Metro Exodus Frame Breakdown
General notes
All results have been acquired on a pretty old setup(i7 3770+RX 480) running on DirectX 11 with extreme quality and using RenderDoc and Nsight. I don’t have an RTX card so the fancy features aren’t covered.
I learned a lot from this breakdown and hope you will too.
I couldn’t find any material on 4A Engine on the internet, so everything here is an (hopefully)educated guess. I’m covering about 90% of the frame structure here and just the general gist of the algorithms. It’s really difficult to cover more as it would require more experience than I have and time to reverse engineer the shaders.
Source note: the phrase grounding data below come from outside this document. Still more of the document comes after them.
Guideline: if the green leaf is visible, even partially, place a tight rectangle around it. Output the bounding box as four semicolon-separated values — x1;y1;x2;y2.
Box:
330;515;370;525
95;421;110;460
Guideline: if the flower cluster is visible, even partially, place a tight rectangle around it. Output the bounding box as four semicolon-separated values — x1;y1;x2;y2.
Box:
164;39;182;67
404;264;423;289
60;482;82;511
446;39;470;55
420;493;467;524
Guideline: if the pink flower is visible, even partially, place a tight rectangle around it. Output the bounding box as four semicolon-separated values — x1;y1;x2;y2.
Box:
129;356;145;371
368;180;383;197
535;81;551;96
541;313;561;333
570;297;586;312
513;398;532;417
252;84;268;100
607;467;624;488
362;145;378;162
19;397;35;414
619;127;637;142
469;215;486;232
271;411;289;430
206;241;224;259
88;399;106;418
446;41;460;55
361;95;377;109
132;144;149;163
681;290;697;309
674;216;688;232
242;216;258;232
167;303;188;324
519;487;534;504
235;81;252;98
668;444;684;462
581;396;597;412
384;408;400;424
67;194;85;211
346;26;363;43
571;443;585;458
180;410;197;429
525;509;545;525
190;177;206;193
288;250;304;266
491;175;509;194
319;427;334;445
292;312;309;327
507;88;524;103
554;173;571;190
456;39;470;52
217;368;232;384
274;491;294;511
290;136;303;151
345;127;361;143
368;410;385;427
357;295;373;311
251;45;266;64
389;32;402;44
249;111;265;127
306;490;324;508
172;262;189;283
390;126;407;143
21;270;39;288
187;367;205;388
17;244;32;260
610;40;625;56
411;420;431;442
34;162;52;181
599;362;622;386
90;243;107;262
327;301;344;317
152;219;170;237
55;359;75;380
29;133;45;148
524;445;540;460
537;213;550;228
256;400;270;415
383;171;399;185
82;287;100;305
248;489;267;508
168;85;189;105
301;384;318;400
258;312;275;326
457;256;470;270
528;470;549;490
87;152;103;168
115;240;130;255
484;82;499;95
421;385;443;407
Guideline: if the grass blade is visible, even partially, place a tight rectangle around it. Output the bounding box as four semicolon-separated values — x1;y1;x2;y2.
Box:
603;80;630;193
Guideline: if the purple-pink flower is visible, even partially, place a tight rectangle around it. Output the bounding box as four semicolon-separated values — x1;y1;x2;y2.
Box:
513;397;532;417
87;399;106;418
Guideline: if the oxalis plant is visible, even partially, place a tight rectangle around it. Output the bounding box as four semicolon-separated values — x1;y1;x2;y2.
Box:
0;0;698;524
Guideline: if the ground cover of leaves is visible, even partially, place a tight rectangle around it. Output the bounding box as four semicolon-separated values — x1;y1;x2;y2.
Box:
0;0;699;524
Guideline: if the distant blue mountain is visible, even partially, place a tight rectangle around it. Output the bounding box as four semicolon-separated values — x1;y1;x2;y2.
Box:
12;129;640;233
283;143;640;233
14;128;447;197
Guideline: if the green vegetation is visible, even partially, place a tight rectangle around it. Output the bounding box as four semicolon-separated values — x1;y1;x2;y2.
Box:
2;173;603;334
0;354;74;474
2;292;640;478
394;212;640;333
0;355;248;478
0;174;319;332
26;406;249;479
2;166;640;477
Warning: images are not linear, I applied a gamma curve in an attempt to improve the visual quality e.g. it’s almost impossible to see anything in a linear depth buffer. I wasn’t consistent so the same image could have different curves applied throughout the post.
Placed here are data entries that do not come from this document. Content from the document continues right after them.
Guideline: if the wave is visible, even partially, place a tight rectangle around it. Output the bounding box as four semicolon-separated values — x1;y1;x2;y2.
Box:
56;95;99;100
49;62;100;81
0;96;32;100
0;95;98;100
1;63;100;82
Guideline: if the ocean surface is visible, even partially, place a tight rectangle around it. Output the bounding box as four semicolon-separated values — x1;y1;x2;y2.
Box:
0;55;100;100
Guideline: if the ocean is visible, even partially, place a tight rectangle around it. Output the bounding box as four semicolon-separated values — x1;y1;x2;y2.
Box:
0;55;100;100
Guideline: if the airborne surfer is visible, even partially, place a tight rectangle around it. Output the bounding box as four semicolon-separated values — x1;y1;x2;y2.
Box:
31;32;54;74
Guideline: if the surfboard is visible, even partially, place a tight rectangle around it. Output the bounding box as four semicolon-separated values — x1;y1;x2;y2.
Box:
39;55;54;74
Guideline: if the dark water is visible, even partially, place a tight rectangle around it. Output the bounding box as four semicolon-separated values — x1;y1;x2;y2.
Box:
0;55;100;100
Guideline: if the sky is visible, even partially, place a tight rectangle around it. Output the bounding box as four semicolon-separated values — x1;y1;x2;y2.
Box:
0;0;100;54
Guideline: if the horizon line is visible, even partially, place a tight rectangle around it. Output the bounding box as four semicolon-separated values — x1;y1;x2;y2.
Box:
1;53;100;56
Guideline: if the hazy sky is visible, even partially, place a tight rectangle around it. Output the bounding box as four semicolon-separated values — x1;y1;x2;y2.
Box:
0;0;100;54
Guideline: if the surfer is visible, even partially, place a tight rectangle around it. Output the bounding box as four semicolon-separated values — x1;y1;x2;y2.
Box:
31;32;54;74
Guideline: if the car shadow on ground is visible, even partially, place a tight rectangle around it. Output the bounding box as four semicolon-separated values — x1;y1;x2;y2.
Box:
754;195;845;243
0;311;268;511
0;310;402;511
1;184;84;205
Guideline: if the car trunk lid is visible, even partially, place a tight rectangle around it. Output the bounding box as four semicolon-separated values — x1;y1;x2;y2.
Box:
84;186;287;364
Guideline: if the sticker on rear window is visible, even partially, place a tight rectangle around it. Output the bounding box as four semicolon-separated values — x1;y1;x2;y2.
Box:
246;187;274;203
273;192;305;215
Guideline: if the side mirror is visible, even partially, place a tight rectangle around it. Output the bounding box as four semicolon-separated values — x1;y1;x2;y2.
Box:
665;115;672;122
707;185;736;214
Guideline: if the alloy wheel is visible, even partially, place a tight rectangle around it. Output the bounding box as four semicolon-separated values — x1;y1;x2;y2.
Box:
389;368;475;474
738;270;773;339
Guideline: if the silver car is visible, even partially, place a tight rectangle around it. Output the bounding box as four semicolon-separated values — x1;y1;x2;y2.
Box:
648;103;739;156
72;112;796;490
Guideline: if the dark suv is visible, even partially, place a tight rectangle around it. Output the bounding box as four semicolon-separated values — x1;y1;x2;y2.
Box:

Please reach out if you find any mistakes.
Table of content
- General notes
- Table of content
- Frame Structure
- Landscape heightmap extrude
- 3D noise texture generation
- Previous frame mip map generation
- Depth pre-pass
- G-Buffer pass
- Depth buffer HiZ generation with min filter
- AO generation
- Cloud shadow map
- AO filter + cloud shadows
- Screen space reflections pre-pass
- Global illumination
- Sun reflective shadow map
- Light propagation volume
- LPV applied
- Imposters update
- Local lights shadow map
- Screen space displacement
- Ripples update
- Apply sun
- Apply local lights
- Screen space volumetrics
- Emissive materials
- Skydome
- Water
- Combine light
- Apply emissive
- TAA
- Blur
- Lens flare
- Tonemap+GUI
- Conclusion
- Bonus section
- References
- Comments
Frame Structure
This is the frame we are going to break down. Looking at the dawn with bratukha after the arrival on Volga mission.
The scene exhibits a lot of the engine features. It’s not the most beautiful, in my opinion. I prefer the Caspian mission, probably because of the contrast with everlasting winter in Moscow.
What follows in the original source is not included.